Ich hätte noch 2 Angelläden zu bieten: 
1. an der Marina Borik (rechts davon wenn man aufs Wasser blickt)
2. ca. 500m vor der Fußgängerbrücke auf der linken Seite - Altstadt (Straße zu den Fähren)

Angellizenz gibts bei 2.


----------



## Smallgame (24. Mai 2012)

*AW: Kroatien, Zadar und Umgebung*

Das Geschäft in Zadar müsste in der Obala kneza Branimira gleich bei Techno-Trade d.o.o sein ein weiteres sehr gutes Geschäft ist in Biograd in der obala kralja Petra Kresimira sein gleich neben den deutschen Tauchladen Dolphin Divers.

Zur funktionsweise einer Wurmfalle. Jede funktioniert anders je nach einfallsreichtum der Efinder. Meine geht so:
in der Falle ist ein Köder befestigt. Man legt die Falle über das Wurmloch und wartet bis der Wurm am Köder zieht. Wenn die äußere Klappe mit dem Köder denn nach innen gezogen wird, löst sie den Gummibandmechanismus aus und der Wurm wird am Kopfanfang mit einer Klapptür so eingeklemmt das er sich nicht befreien kann. Nun wird ein Auftriebskörper an die Falle gebracht so das sie den Wurm langsam aus dem Loch holt. Nach dem der Wurm so 1,50 M aus dem Loch gezogen wurde zieht man den Rest vorsichtig mit den Händen raus.
Die Falle muss aber sehr gut austariert werden. Der Wurm darf nicht reißen oder sich rauswinden, er darf auch nicht schwer verletzt werden, die Falle darf nicht rosten sie darf auch nicht zu schwer oder zu leicht sein usw.
Selbst wenn du eine gute Falle hast ist das Wurmloch suchen noch eine ganz andere Kunst.
Vielleicht kann Mitglied Zulu das bestätigen wir hatten letztes Jahr das vergnügen ein Tag gemeinsam Würmer zu fangen.


----------



## domar (24. Mai 2012)

*AW: Kroatien, Zadar und Umgebung*

Hier habe ich ein recht informatives Video gefunden, wie die Funktionsweise ist:
http://www.youtube.com/watch?feature=player_embedded&v=X4w3GQXja7Y

Im Video sieht es so aus, dass sich die Würmer in steinigen Gegenden im flachen Gewässer befinden. Kannst du das bestätigen?
Welche Köder nimmt man für die Würmer, welcher dann in der Falle ausgelegt wird?

Muss bei dem Wurm ansonsten etwas beachtet werden, was die Handhabung betrifft?

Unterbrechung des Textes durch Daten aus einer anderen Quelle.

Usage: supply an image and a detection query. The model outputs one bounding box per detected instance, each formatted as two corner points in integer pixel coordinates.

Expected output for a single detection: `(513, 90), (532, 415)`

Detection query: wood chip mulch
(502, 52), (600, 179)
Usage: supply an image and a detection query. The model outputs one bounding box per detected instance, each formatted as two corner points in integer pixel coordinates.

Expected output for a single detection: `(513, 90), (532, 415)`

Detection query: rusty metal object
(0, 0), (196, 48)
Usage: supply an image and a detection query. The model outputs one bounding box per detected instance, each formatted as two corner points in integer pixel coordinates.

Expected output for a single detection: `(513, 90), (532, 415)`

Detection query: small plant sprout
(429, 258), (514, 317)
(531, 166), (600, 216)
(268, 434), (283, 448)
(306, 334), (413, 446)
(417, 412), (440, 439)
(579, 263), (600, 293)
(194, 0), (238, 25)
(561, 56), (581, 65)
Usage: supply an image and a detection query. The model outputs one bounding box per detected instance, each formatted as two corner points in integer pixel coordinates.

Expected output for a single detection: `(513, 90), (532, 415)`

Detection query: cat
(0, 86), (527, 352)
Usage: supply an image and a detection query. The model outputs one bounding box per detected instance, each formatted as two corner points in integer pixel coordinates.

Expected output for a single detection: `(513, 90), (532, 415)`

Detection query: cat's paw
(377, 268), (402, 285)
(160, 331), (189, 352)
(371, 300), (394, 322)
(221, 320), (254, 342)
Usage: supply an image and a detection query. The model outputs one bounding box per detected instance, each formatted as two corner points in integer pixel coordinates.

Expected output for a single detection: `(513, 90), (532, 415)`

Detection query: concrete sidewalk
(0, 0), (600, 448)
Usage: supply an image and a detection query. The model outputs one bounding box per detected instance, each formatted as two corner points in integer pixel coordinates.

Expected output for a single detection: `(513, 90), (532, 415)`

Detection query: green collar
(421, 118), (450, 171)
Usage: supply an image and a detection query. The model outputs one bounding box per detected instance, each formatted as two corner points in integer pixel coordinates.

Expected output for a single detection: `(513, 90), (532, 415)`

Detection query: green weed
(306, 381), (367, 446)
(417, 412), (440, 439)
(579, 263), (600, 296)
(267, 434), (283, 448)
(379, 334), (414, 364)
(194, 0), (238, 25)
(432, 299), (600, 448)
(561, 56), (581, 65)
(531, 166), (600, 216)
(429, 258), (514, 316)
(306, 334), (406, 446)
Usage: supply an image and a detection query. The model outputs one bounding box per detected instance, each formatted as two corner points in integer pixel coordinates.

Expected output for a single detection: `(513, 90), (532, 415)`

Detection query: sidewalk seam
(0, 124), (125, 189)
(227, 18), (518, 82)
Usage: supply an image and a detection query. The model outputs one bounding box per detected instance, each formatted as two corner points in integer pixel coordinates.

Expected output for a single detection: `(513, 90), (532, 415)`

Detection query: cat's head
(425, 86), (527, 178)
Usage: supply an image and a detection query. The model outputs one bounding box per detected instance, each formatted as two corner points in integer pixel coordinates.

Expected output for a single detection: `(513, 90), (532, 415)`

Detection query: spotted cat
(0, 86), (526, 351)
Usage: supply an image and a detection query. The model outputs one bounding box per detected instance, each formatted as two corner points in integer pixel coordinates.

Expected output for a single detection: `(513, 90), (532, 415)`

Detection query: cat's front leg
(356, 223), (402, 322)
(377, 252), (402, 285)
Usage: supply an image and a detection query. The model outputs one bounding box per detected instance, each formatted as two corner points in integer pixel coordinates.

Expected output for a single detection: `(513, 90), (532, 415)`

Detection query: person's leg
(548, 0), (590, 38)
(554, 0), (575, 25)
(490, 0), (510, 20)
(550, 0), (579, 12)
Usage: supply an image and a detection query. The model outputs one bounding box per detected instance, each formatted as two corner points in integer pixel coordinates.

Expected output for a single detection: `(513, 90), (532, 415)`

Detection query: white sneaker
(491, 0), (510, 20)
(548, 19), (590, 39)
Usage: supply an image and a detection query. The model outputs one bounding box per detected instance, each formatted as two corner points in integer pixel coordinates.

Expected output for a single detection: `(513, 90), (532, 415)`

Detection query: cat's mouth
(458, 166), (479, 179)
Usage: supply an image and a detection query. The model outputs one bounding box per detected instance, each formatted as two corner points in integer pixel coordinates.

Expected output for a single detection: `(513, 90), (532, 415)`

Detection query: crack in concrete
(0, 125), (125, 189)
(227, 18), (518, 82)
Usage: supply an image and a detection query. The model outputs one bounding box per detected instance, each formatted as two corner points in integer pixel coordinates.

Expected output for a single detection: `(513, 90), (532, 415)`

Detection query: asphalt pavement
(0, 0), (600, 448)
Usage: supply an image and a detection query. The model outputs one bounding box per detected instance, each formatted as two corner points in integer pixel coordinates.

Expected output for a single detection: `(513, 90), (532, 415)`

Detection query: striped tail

Sprich, die Tentakel/Nessel sind nicht giftig/reizend, oder?


----------



## Smallgame (24. Mai 2012)

*AW: Kroatien, Zadar und Umgebung*

Kann ich so nicht bestätigen man findet sie auch auf sandigen Boden sogar direkt in Felsen gebohrte löcher die aussehen wie sauber mit einer Hilti reingebohrt. Der Köder ist in einem Fetzen Damenstrumpfhose schön stinkende Fischreste oder die eingelegten salzsardinen sind auch gut.
Nein der Wurm hat auch keine giftigen Nesseln oder ähnliches er hat aber ein zangenartiges sehr kräftiges Gebiss mit dem er zuschnappen kann. Am kopf muss man aufpassen später beim aufködern am Haken.


----------



## Gohann (24. Mai 2012)

*AW: Kroatien, Zadar und Umgebung*

Bin durch Zufall auf dieses Thema gestoßen! Manchmal ist die Köderbeschaffung spannender als das Angeln selbst! Um was für einen Wurm handelt es sich? Für mich sieht er aus wie ein riesiger Seeringelwurm. Wird er in Stücken oder ganz angeködert?#c

Gruß Gohann#h


----------



## Smallgame (24. Mai 2012)

*AW: Kroatien, Zadar und Umgebung*

Das ist so ein Borstenwurm oder so (kenne nur den Lateinischen Ausdruck) 
Der wird im schnitt so um die 2 Meter lang manch einer sogar 3 und mehr. Man hält ihn lebend im Eimer muss aber alle 10 Stunden das Wasser wechseln. Denn wird er von hinten in Portionen geschnitten. Es gibt eigentlich keinen besseren Köder
für Doraden und co.
Und ja du hast recht, manchmal ist die Köderbeschaffung spannerder als das Angeln selbst


----------



## domar (30. Mai 2012)

*AW: Kroatien, Zadar und Umgebung*

Habe mir am Wochenende schon mal meine Ruten/Rollen angeguckt und bei einigen müsste mal eine neue Schnur drauf. Wurden teilweise noch nie gewechselt.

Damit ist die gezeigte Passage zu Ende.